A diverging lens is a lens used to spread out light rays that are initially traveling parallel to its principal axis. These lenses are typically thinner in the middle and thicker at the edges, making them look as if they are bent inward. When parallel light rays pass through a diverging lens, they are refracted outward, causing the rays to diverge away from a common point. This point is known as the focal point, and it lies on the same side of the lens as the incoming light rays. Because the rays don't actually converge on this point, it’s called a virtual focal point.
If the calculated focal length is negative, it means we are dealing with a diverging lens. This fits our exercise since we found a focal length of -0.5 meters when given a lens power of -2.0 D. Therefore, this lens causes light rays to spread out and is classified as a diverging lens.

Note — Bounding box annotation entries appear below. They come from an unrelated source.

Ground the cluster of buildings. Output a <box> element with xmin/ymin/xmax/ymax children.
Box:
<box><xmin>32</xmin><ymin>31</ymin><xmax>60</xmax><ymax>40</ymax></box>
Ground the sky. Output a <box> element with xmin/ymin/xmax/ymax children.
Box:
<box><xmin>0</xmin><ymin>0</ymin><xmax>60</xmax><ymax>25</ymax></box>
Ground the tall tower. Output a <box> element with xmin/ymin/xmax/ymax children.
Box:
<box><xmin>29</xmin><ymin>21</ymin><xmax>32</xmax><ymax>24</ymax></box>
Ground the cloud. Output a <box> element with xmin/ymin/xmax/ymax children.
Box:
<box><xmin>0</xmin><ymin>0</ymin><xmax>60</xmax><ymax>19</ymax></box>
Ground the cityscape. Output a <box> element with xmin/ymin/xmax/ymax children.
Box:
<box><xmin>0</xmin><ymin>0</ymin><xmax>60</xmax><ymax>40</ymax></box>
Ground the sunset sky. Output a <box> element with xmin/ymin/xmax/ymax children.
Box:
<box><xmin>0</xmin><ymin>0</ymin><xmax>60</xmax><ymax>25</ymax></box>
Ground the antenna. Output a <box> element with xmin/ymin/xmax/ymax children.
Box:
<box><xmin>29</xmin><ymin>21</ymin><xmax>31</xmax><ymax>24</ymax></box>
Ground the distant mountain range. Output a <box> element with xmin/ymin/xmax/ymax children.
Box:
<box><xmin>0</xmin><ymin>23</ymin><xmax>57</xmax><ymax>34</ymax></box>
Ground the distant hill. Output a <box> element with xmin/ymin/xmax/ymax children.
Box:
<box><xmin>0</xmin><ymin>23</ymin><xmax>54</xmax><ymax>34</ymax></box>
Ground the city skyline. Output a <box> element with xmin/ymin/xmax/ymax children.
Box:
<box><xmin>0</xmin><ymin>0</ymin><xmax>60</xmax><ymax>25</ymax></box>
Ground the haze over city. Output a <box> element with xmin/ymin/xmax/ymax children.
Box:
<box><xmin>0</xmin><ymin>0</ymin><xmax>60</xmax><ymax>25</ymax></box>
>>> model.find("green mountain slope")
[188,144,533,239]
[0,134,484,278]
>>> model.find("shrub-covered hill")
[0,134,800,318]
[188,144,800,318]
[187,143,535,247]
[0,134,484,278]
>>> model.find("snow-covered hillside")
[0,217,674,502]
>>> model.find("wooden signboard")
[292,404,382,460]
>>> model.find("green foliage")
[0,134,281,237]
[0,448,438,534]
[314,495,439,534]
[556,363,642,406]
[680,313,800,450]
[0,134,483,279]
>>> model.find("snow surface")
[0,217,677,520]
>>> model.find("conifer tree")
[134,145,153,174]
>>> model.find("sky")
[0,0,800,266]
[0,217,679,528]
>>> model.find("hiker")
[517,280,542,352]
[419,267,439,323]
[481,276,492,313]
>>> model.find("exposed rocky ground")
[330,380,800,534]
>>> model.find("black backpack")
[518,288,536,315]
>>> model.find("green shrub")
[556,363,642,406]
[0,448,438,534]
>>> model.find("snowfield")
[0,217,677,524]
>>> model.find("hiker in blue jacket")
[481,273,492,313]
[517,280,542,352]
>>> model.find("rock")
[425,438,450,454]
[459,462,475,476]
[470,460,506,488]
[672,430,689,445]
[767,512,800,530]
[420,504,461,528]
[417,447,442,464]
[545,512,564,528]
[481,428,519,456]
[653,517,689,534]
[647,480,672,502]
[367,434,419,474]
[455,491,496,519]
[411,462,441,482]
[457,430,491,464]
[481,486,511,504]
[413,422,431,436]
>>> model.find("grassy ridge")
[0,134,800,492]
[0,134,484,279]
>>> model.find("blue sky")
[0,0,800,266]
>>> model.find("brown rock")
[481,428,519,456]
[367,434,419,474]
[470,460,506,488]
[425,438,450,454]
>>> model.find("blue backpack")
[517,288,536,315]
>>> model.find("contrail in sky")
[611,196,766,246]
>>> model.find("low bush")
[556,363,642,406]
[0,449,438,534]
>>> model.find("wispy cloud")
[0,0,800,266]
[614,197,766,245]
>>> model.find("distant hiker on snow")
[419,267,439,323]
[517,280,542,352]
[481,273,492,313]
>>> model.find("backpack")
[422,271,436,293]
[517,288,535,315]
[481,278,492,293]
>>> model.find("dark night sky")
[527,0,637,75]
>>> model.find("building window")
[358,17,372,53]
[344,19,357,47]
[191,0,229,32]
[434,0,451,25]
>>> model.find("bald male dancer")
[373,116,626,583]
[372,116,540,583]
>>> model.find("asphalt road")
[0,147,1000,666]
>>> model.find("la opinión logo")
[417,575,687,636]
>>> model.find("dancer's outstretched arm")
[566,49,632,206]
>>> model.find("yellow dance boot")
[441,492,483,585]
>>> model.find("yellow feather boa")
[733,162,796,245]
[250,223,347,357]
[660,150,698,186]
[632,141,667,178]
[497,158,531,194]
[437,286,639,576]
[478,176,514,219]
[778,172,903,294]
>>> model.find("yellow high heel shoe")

A concave lens is another term for a diverging lens. It is named for its shape: concave, which means curving inward. This curve causes light rays to diverge as they pass through the lens. Concave lenses are commonly used in a variety of optical devices such as glasses to correct for short-sightedness (myopia), cameras, and laser beams.
These lenses have unique characteristics:

• They spread light rays apart.
• They produce virtual images that are upright and smaller compared to the object.
• They have negative focal lengths.

In our exercise, the lens had a power of -2.0 D, leading to a negative focal length of -0.5 meters. Thus, this negative focal length signifies a concave lens, making it clear that the lens in the problem is used to diverge light rays.